McDonald’s is anticipated to generate a modest profit from its $5 meal deal, with profit margins expected to range from 1% to 5%, translating to gains of approximately $0.05 to $0.25 per combo sold, according to restaurant analyst Mark Kalinowski.
This meal deal is part of McDonald’s strategy to attract inflation-weary customers back into its restaurants, with the hope that once they enter, they will make additional purchases beyond the $5 offer.
However, the potential for profit is contingent on various factors, including the costs of ingredients, labor, and overhead expenses. Arlene Spiegel, president of consulting firm Arlene Spiegel & Associates, remarked that the $5 meal deal is “more promotional than profitable.”
Even if the deal successfully draws customers, it may not ensure that franchise owners will see the profits, as approximately 95% of McDonald’s outlets are franchisee-owned. This means the franchisees set their own prices and bear additional expenses such as rent, insurance, permits, and taxes.

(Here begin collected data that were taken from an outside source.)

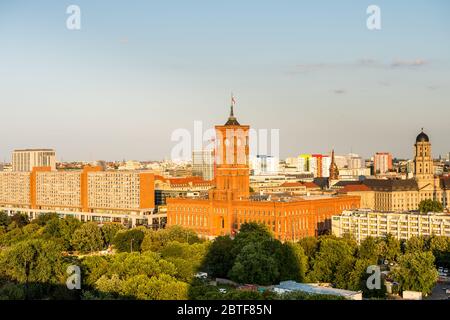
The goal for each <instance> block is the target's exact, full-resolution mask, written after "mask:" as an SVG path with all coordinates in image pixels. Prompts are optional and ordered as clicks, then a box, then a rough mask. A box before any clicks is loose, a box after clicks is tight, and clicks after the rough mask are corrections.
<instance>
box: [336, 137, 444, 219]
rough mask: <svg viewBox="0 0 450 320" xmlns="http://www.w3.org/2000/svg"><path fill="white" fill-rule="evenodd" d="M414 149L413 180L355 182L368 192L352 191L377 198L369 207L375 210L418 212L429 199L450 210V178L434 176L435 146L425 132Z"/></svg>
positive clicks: (414, 144)
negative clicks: (420, 202) (421, 201)
mask: <svg viewBox="0 0 450 320" xmlns="http://www.w3.org/2000/svg"><path fill="white" fill-rule="evenodd" d="M414 150H415V153H414V160H413V162H412V163H413V168H412V169H413V178H411V179H365V180H363V181H355V182H354V184H355V185H361V184H363V185H365V186H367V187H368V189H367V188H360V189H358V190H352V193H351V194H352V195H360V196H361V197H364V198H366V199H373V202H372V204H370V201H371V200H367V202H365V204H369V209H372V210H375V211H396V212H403V211H411V210H418V208H419V204H420V202H421V201H422V200H427V199H431V200H436V201H439V202H441V203H442V204H443V206H444V208H445V209H446V210H447V211H448V210H450V201H449V200H450V177H445V176H435V175H434V172H433V158H432V153H431V143H430V139H429V137H428V135H426V134H425V133H424V132H423V131H422V132H421V133H420V134H419V135H418V136H417V138H416V143H415V144H414ZM341 192H342V193H344V190H341ZM346 194H350V193H346Z"/></svg>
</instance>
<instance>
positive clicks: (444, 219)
mask: <svg viewBox="0 0 450 320" xmlns="http://www.w3.org/2000/svg"><path fill="white" fill-rule="evenodd" d="M331 231H332V234H333V235H335V236H337V237H342V236H344V235H350V236H352V237H353V238H355V239H356V241H357V242H358V243H360V242H361V241H363V240H364V239H366V238H367V237H369V236H370V237H383V236H386V235H387V234H391V235H393V236H394V237H396V238H397V239H399V240H407V239H409V238H411V237H413V236H431V235H435V236H445V237H450V214H444V213H429V214H419V213H410V212H402V213H397V212H395V213H394V212H373V211H370V210H363V209H360V210H355V211H344V212H343V213H342V215H339V216H333V217H332V221H331Z"/></svg>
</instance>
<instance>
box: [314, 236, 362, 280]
mask: <svg viewBox="0 0 450 320" xmlns="http://www.w3.org/2000/svg"><path fill="white" fill-rule="evenodd" d="M353 254H354V252H353V248H352V247H351V246H350V245H349V244H348V243H347V242H346V241H345V240H337V239H333V238H322V239H321V241H320V249H319V252H318V253H317V254H316V257H315V259H314V263H313V269H312V270H311V272H310V273H309V274H308V277H309V280H311V281H315V282H329V283H335V284H336V285H339V286H340V287H342V286H344V287H345V286H346V284H345V283H346V282H345V279H347V278H348V277H349V274H350V272H351V271H352V270H353V263H354V260H355V258H354V256H353ZM337 282H338V283H337ZM343 289H345V288H343Z"/></svg>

In May, Joe Erlinger, McDonald’s U.S. president, noted that franchisees often implement promotional offers like the $5 meal deal to help offset these overhead costs. However, Spiegel pointed out that the deal serves primarily as a “loss leader” aimed at attracting and retaining customers. Once the added costs of labor, packaging, condiments, delivery, and marketing are considered, franchise owners may find that they are left with little to no profit from the items included in the bundle.